Megan Squire, deputy director for data analytics at the SPLC, noticed a donation to Jones this week of one Bitcoin, worth almost $64,000. The donation was notable for its size, Squire told USA TODAY, because most contributions range from a few dollars to about $100 worth of Bitcoin.
Squire doesn’t know who was responsible for the Bitcoin donation, only that it came from someone who holds tens of millions of dollars’ worth of cryptocurrency. “We don’t know who they are, but they’re a whale, and they sent Jones several other smaller donations, all in 2021,” Squire told USA TODAY.
Last week, a bankruptcy judge in Houston ordered Jones to auction off his Infowars media platform and assets to raise money to pay his judgments. The sales start next month.

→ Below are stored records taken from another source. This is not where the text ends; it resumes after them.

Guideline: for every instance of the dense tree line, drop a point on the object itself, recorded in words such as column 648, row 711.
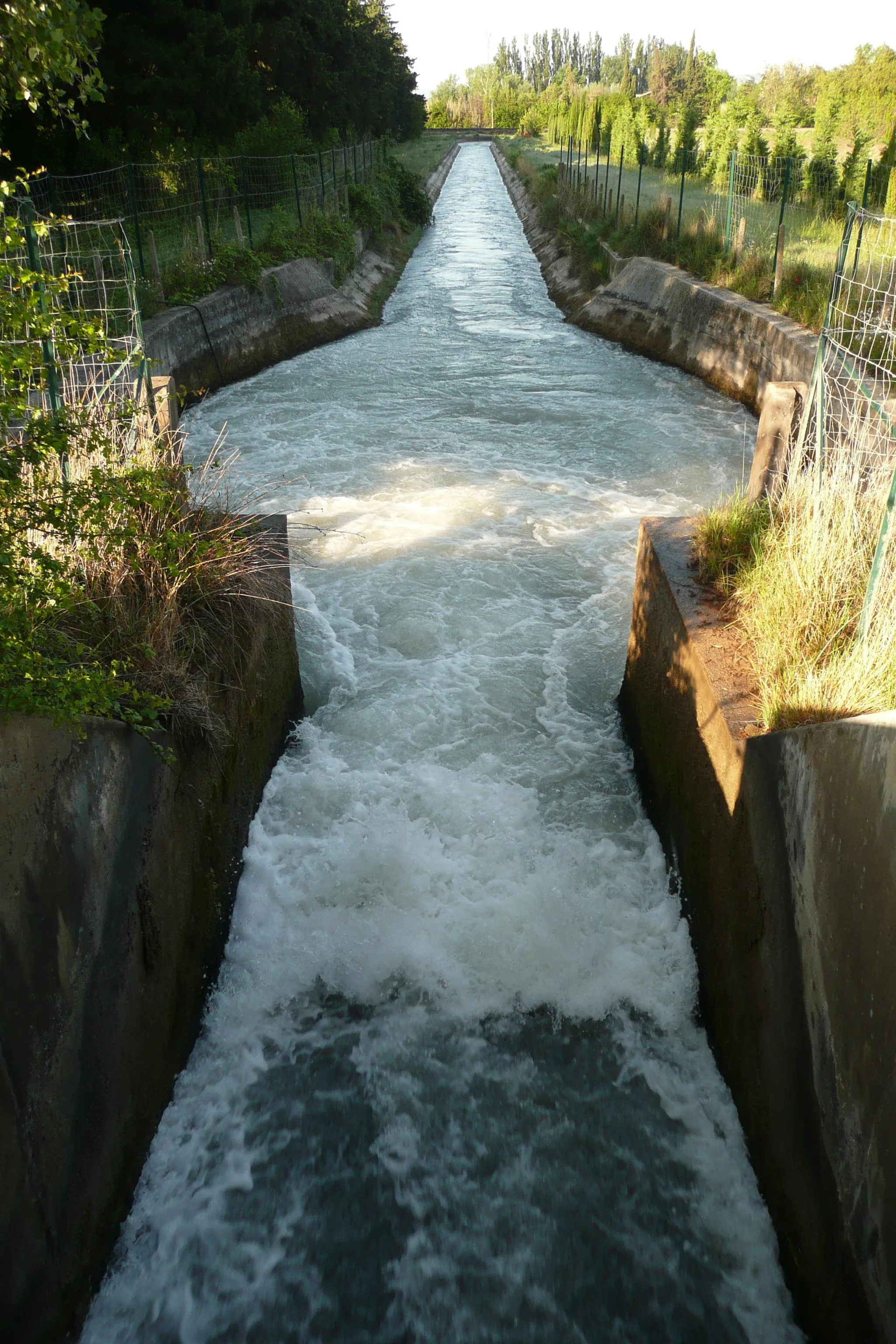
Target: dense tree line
column 678, row 97
column 195, row 76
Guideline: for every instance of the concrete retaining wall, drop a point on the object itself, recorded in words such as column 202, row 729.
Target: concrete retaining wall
column 117, row 877
column 238, row 331
column 664, row 312
column 786, row 850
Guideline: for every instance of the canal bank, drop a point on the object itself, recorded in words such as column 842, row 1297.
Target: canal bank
column 784, row 848
column 119, row 870
column 782, row 842
column 240, row 330
column 451, row 1082
column 663, row 312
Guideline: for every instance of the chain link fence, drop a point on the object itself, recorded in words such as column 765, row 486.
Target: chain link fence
column 187, row 209
column 786, row 209
column 851, row 408
column 78, row 271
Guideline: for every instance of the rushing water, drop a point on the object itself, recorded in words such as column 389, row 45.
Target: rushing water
column 451, row 1086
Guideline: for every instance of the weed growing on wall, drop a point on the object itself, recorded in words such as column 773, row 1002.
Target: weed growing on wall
column 120, row 595
column 394, row 201
column 796, row 573
column 582, row 226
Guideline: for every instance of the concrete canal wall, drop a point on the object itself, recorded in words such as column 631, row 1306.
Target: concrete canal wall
column 117, row 879
column 785, row 844
column 238, row 331
column 660, row 311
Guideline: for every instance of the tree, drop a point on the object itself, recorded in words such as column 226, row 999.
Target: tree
column 194, row 74
column 49, row 57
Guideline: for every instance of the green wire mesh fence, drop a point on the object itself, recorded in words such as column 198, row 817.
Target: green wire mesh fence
column 851, row 408
column 93, row 262
column 789, row 210
column 186, row 209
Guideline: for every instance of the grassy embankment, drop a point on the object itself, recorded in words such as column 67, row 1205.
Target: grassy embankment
column 578, row 220
column 793, row 570
column 794, row 574
column 393, row 206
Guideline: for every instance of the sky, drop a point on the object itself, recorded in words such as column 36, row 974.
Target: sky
column 445, row 39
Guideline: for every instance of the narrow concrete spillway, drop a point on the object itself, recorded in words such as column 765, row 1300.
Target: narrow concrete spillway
column 451, row 1085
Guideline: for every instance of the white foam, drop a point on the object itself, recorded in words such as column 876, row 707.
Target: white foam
column 455, row 840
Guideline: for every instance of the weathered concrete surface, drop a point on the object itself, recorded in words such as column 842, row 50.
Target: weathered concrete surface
column 238, row 331
column 786, row 850
column 778, row 425
column 728, row 340
column 117, row 877
column 664, row 312
column 567, row 290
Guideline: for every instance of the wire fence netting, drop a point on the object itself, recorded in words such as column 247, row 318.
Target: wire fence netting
column 189, row 207
column 84, row 271
column 747, row 198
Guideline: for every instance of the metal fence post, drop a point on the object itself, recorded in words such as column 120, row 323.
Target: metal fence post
column 682, row 194
column 48, row 353
column 861, row 222
column 731, row 198
column 132, row 192
column 781, row 225
column 299, row 200
column 205, row 203
column 244, row 178
column 637, row 201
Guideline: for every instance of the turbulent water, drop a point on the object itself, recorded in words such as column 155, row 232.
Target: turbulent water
column 451, row 1086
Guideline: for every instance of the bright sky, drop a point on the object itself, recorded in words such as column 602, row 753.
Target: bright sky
column 445, row 39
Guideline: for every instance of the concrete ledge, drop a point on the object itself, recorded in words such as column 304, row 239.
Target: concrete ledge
column 117, row 878
column 786, row 850
column 662, row 311
column 238, row 331
column 723, row 338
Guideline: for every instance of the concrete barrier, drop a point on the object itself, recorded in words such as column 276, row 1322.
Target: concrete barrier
column 662, row 311
column 238, row 331
column 117, row 878
column 785, row 846
column 728, row 340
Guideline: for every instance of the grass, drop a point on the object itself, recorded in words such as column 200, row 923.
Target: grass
column 579, row 221
column 393, row 201
column 424, row 156
column 796, row 574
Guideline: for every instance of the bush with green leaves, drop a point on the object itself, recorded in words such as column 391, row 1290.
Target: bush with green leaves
column 119, row 595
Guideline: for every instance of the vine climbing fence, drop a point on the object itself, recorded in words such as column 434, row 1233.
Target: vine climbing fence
column 82, row 279
column 782, row 207
column 194, row 206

It’s unclear whether last week’s donation will be subject to the bankruptcy proceedings and will eventually go to the people Jones defamed.An attorney representing Jones’ victims declined to comment on the donation. Jones did not respond to a request for comment.
Huge neo-Nazi bust in Southern California
Dozens of suspected members of a Los Angeles-area white supremacist gang were arrested this week as part of a sweeping operation by federal law enforcement. The 68 alleged gang members are charged with racketeering, firearms trafficking, drug trafficking and financial fraud.
The people arrested were alleged members of the “Peckerwoods,” a white supremacist street gang active in California that grew out of the prison system.
During the investigation, law enforcement seized large quantities of illegal firearms and dozens of pounds of fentanyl, methamphetamine and heroin, according to the federal indictment.
“The Peckerwoods’ violent white-supremacist ideology and wide-ranging criminal activity pose a grave menace to our community,” United States Attorney Martin Estrada said in a statement. “By allegedly engaging in everything from drug-trafficking to firearms offenses to identity theft to COVID fraud, and through their alliance with a neo-Nazi prison gang, the Peckerwoods are a destructive force.”
Neo-Nazis continue to flee Telegram
Ever since the arrest of social media platform Telegram’s founder Pavel Durov in France in August, far-right users of the encrypted messaging service have been abandoning it for new havens. A new report from the Institute for Strategic Dialogue, a think tank that studies global extremism and disinformation, shows this trend is continuing.
The ISD report, released Friday, details how neo-Nazi groups have been migrating in recent days to a new, unnamed platform that was “chosen for its enhanced privacy features and lack of unique identifiers, such as User IDs, for its users.”
One such group already has almost 1,000 members on the new platform, according to ISD researcher Steven Rai.
Rai tracked more than 30 neo-Nazi and “accelerationist” groups to the new platform. Accelerationism is a white supremacist movement that seeks to foment a race war and ensuing dystopia to bring about a race-based new global order.
Statistic of the week: Two
That’s how many bridges in Pittsburgh were draped with banners displaying Nazi symbols last Saturday. An investigation is underway into the incident.